Federico García
Al escribir esta columna, con el 97,28% de los votos escrutados, el candidato de izquierda Pedro Castillo aventajaba por menos de medio punto porcentual a su rival Keiko Fujimori, lo que en plata blanca significa poco más de 70.000 sufragios en un universo de alrededor de 17 millones de votantes, es decir, casi nada. La mínima diferencia se ha acentuado en las últimas horas debido al conteo de votos provenientes de las zonas rurales donde Castillo tiene mayoría y que en la tarde noche del lunes dieron la vuelta al resultado parcial que favorecía a la candidata de la derecha.
Aunque las tendencias favorecen a Castillo, aún nada está definido. En cualquier caso, quien gane la Presidencia del Perú tendrá que gobernar una sociedad polarizada, con un parlamento fragmentado y enfrentará enormes dificultades para lograr consensos.

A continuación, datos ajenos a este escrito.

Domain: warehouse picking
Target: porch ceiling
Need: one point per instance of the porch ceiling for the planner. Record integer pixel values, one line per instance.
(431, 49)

No obstante, el resultado obtenido por Castillo es histórico, no tanto por sí mismo como por lo que significa en la historia reciente del país hermano.

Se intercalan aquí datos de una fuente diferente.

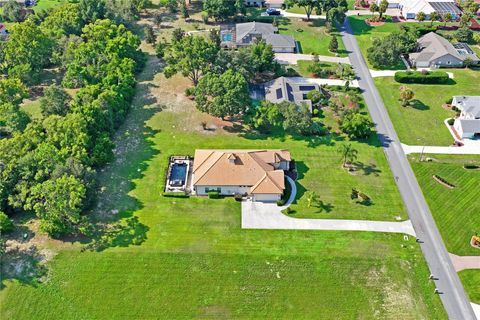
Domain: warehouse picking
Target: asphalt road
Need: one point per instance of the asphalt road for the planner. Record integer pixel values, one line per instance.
(447, 282)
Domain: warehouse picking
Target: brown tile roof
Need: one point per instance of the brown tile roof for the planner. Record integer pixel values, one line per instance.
(252, 168)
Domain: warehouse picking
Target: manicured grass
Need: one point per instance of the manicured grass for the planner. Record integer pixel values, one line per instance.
(471, 282)
(422, 124)
(312, 36)
(195, 261)
(455, 210)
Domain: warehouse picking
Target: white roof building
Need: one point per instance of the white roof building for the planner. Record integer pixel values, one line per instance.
(468, 123)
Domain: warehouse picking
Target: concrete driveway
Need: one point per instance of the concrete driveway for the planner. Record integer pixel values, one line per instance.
(265, 215)
(293, 58)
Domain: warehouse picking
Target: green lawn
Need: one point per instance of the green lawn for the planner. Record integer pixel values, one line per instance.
(312, 36)
(192, 259)
(471, 283)
(455, 210)
(422, 124)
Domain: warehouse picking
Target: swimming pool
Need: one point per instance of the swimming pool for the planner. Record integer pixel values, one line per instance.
(227, 37)
(178, 174)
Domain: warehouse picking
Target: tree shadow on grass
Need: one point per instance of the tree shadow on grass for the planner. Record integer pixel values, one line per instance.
(419, 105)
(368, 169)
(113, 215)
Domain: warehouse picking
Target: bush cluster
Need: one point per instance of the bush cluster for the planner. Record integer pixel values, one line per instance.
(430, 77)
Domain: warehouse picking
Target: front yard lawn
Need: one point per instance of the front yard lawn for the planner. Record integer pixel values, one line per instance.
(312, 36)
(456, 211)
(422, 124)
(471, 282)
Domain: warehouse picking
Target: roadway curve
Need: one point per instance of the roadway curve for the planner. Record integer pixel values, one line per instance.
(451, 290)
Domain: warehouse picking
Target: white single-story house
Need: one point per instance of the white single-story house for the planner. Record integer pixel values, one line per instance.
(467, 124)
(434, 51)
(255, 173)
(287, 89)
(244, 34)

Al hacer un breve repaso por la lista de presidentes del Perú, es claro como todos han sido hombres blancos provenientes de las familias más acomodadas del país. Incluso, algunas posibles excepciones como Alan García, el propio Alberto Fujimori en su momento u Ollanta Humala, dieron la impresión inicial de estar comprometidos con las causas populares, pero terminaron gobernando para los grandes capitales. A lo anterior se suma la descomposición del régimen político cuya mayor evidencia es que de los últimos seis presidentes, cinco están acusados de corrupción y otro más se pegó un tiro antes de ser capturado.

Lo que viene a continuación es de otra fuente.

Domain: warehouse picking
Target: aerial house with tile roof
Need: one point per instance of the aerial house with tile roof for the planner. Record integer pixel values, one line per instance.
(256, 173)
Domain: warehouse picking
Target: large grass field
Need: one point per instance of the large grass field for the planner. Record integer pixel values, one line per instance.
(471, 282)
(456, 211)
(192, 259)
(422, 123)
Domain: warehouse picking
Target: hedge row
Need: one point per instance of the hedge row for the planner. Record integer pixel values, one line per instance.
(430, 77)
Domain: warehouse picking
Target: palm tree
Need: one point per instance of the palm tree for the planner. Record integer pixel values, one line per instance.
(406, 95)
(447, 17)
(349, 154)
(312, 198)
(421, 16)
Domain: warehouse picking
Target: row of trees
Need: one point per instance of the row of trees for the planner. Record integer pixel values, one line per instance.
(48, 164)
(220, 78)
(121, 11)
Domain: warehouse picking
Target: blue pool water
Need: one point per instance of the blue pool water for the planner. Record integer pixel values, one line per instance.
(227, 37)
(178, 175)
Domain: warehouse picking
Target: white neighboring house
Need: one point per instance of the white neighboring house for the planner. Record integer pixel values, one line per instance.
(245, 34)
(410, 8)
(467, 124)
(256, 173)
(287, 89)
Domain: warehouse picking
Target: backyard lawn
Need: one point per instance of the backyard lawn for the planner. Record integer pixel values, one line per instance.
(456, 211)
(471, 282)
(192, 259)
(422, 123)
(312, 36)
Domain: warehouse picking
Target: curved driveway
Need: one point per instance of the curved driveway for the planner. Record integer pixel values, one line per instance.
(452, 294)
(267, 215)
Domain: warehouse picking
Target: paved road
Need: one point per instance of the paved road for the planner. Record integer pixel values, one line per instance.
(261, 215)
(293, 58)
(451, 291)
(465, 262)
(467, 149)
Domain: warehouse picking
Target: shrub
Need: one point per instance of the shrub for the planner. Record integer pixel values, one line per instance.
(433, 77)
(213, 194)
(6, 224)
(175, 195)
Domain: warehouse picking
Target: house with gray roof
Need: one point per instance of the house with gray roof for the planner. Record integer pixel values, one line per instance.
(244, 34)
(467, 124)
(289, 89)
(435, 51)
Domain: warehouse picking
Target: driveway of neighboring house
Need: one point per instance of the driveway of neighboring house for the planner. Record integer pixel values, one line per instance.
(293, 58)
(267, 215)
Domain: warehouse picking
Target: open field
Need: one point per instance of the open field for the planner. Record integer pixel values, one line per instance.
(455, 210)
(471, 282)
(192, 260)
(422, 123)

Pedro Castillo es un maestro de escuela rural, líder sindical fogueado en el paro de educadores de 2019 y que terminó siendo la gran sorpresa en una primera vuelta que reunió a 18 candidatos, mostrando la profunda fragmentación que vive la sociedad peruana. Su paso a la segunda vuelta fue interpretado más como una muestra de cansancio de los peruanos frente a la clase política tradicional y en la segunda vuelta ante la hija del exdictador Fujimori, se consolidó como el símbolo del rechazo a las castas gobernantes.
No obstante, lo más significativo es la inocultable crisis del modelo neoliberal que fue impuesto desde 1990 y que se vendió como uno de los ejemplos a seguir en América Latina. Durante treinta años se promovió la experiencia peruana como un modelo para los países de la región, insistiendo en que la desregulación y las privatizaciones traerían prosperidad y progreso. Y fue así, pero para una pequeña franja privilegiada. Mientras los indicadores económicos se veían saludables, la sociedad peruana -así como la chilena y la colombiana- padecía graves problemas de desigualdad y exclusión.
De alguna manera, los tres procesos son análogos. En Chile, un estallido social condujo a una Convención Constituyente. En Colombia, el paro que ya lleva más de un mes está abriendo las puertas a un nuevo pacto social. En Perú, la mitad del electorado se inclinó por una opción popular, de cambio y sin ataduras a los poderes tradicionales. Falta ver el resultado final, pero lo cierto es que hoy el Perú se levanta distinto, los cholos y los indios han levantado su voz y, ganen o pierdan, habrán marcado un precedente imposible de ignorar. Hoy el pueblo peruano se apresta a adueñarse de su futuro.